Theoretical and Practical Implications
This task establishes an authoritative benchmark for narrative similarity in computational literary studies, the first large-scale public dataset evaluating abstract narrative similarity in fiction summaries based on human contrastive judgments. The approach improves over prior datasets relying on external similarity lists or scalar ratings by offering discriminative, interpretable, and theory-compatible annotations.
Representational learning for narrative similarity is theoretically significant for tasks in literary studies, story retrieval, and automated narrative analysis. The strong alignment between embedding-based similarity and genre underscores the potential for genre-driven retrieval and automated genre classification. However, this also suggests limitations in current models’ capacity for finer-grained narrative abstraction, which may require future work focusing on disentangled representations or more robust symbolic integration.
Practically, the task’s design—anchored in Wikipedia summary abstraction—facilitates computational scalability and generalizability. The enduring subjectivity in similarity judgments points to the necessity of models and evaluation protocols that incorporate human label variation, ideally stratified by socio-cultural and linguistic background.
Limitations and Future Directions
While human annotation quality approaches 90% accuracy relative to oracle labels under certain assumptions, inherent ambiguity remains, especially without weighting of similarity aspects. The dataset is biased towards narratives salient to current embedding models and restricted to English language and Western storytelling conventions.
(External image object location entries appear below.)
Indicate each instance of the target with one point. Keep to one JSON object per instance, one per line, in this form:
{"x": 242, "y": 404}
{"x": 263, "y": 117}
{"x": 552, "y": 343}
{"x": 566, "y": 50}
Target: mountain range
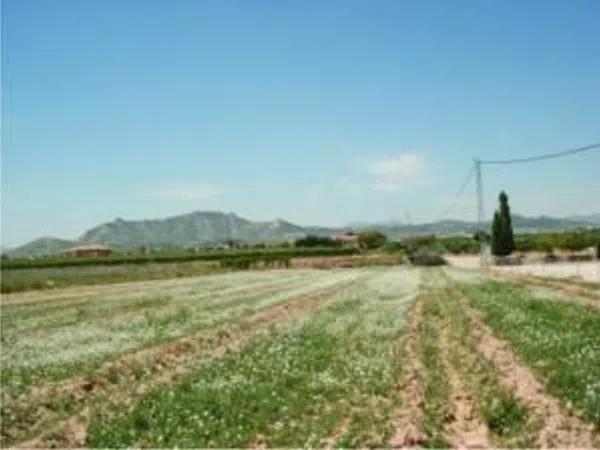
{"x": 202, "y": 228}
Future research should aim for:
- Human label variation modeling: Incorporating diverse annotator backgrounds for richer similarity judgments.
- Cross-linguistic and cross-cultural extension: Addressing narrative conventions beyond English.
- Disentangled and aspect-specific embeddings: Refining representation learning to move beyond genre predominance.
- Improved symbolic integration: Hybrid neuro-symbolic models for deep narrative abstraction.
Conclusion
SemEval-2026 Task 4 provides a comprehensive benchmark for narrative similarity and representation learning, demonstrating wide methodological variance and robust performance across both classification and embedding tracks. The dataset and annotation protocol set new standards, emphasizing discriminative, human-compatible similarity definitions and operationalizing intuitive judgments within formal narrative theory. Remaining annotation ambiguity and model bias highlight critical directions for future research in computational narratology and automated literary analysis.